Samsung decided to reduce the number of smartphone models by a third starting with next year. The decision comes after the Korean company received a couple of wake up calls this year. Both the upper and lower end smartphone markets witness increased competition. Playing on too many fields at once is a dead-end strategy at this point for the world’s largest smartphone producer.
The third quarter financial report probably lied at the base of the decision to reduce the number of models. October brought Samsung a couple of bad news. After the profit rate decreased by 20 percent in the second quarter, it dropped 50 percent in the Jul-Sep period.
For a couple of years, Samsung’s recipe seemed the key to success. But, unfortunately for the Galaxy line and fortunately for consumers, the smartphone market drastically diversified in the meantime. Chinese producers managed to conquer their internal market with new impressive high quality models. Xiaomi, Huawei and Lenovo are among the strongest competitors at global level, not only on the Chinese market.

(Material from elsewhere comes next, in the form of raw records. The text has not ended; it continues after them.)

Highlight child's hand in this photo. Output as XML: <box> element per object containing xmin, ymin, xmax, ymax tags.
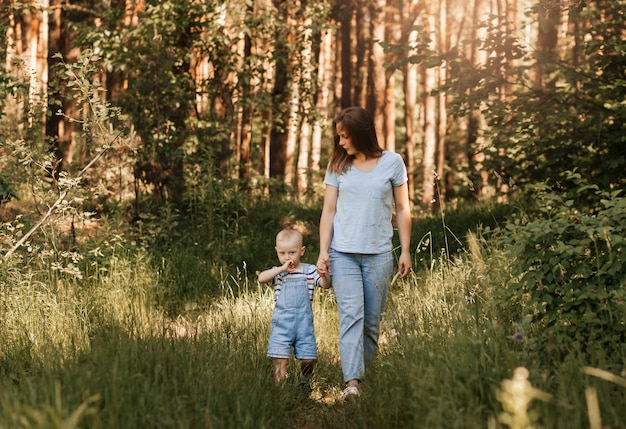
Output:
<box><xmin>283</xmin><ymin>259</ymin><xmax>296</xmax><ymax>272</ymax></box>
<box><xmin>315</xmin><ymin>253</ymin><xmax>330</xmax><ymax>278</ymax></box>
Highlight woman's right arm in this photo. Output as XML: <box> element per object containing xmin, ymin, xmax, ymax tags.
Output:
<box><xmin>316</xmin><ymin>185</ymin><xmax>339</xmax><ymax>277</ymax></box>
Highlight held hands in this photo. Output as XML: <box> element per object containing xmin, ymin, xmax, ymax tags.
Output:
<box><xmin>315</xmin><ymin>252</ymin><xmax>330</xmax><ymax>278</ymax></box>
<box><xmin>281</xmin><ymin>259</ymin><xmax>296</xmax><ymax>273</ymax></box>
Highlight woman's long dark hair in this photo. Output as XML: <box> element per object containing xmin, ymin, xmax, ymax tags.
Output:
<box><xmin>328</xmin><ymin>106</ymin><xmax>383</xmax><ymax>174</ymax></box>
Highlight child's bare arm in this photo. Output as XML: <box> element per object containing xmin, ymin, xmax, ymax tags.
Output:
<box><xmin>259</xmin><ymin>261</ymin><xmax>289</xmax><ymax>284</ymax></box>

Moreover, Lenovo recently acquired Motorola, arguably the most successful Android handset producer of the year.
Samsung remains the leader by sales volume with around 25 percent global market share, but the number dropped from 35 percent in 2013. Samsung gradually loses its grip on the mid- and low-end smartphone market. Thus, a large number of models will keep on eroding the producer’s budget without yielding adequate results. Marketing budget, beyond other production costs, increases with the number of models and variants.
The high-end market turned increasingly competitive as well. Now that smartphone technology matured, producers release refined products, instead of revolutionary ones. Apple was the only producer releasing a flagship smartphone this fall with more than just incremental changes. Finally, Apple decided to release iPhones with larger displays, a move that satisfied its fans who, tired of waiting, started inquiring about flagship Android models.

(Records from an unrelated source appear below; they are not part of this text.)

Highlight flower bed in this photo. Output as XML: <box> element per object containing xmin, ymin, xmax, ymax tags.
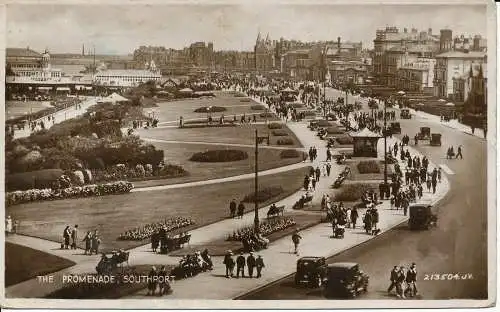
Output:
<box><xmin>194</xmin><ymin>106</ymin><xmax>227</xmax><ymax>113</ymax></box>
<box><xmin>271</xmin><ymin>129</ymin><xmax>288</xmax><ymax>136</ymax></box>
<box><xmin>357</xmin><ymin>160</ymin><xmax>380</xmax><ymax>173</ymax></box>
<box><xmin>118</xmin><ymin>217</ymin><xmax>195</xmax><ymax>241</ymax></box>
<box><xmin>267</xmin><ymin>122</ymin><xmax>283</xmax><ymax>129</ymax></box>
<box><xmin>250</xmin><ymin>105</ymin><xmax>265</xmax><ymax>110</ymax></box>
<box><xmin>276</xmin><ymin>138</ymin><xmax>293</xmax><ymax>145</ymax></box>
<box><xmin>334</xmin><ymin>183</ymin><xmax>377</xmax><ymax>202</ymax></box>
<box><xmin>5</xmin><ymin>181</ymin><xmax>134</xmax><ymax>205</ymax></box>
<box><xmin>243</xmin><ymin>186</ymin><xmax>283</xmax><ymax>203</ymax></box>
<box><xmin>189</xmin><ymin>149</ymin><xmax>248</xmax><ymax>162</ymax></box>
<box><xmin>226</xmin><ymin>217</ymin><xmax>297</xmax><ymax>241</ymax></box>
<box><xmin>280</xmin><ymin>149</ymin><xmax>304</xmax><ymax>159</ymax></box>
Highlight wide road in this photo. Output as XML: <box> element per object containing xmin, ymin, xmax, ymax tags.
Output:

Samsung has been hard hit by the huge success of iPhone 6, although Galaxy Note 4, launched in the same period, is a critically acclaimed device. Impressive design is hardly the first thought that comes to mind when looking at handsets such as S4 or S5, but Samsung is already working on that. Galaxy Alpha, the company’s first smartphone with a metal frame, does look good.
Samsung improved the smartphone concept with models such as Galaxy Note and we expect the experienced company to once again come up with other original ideas once it manages to focus on fewer models.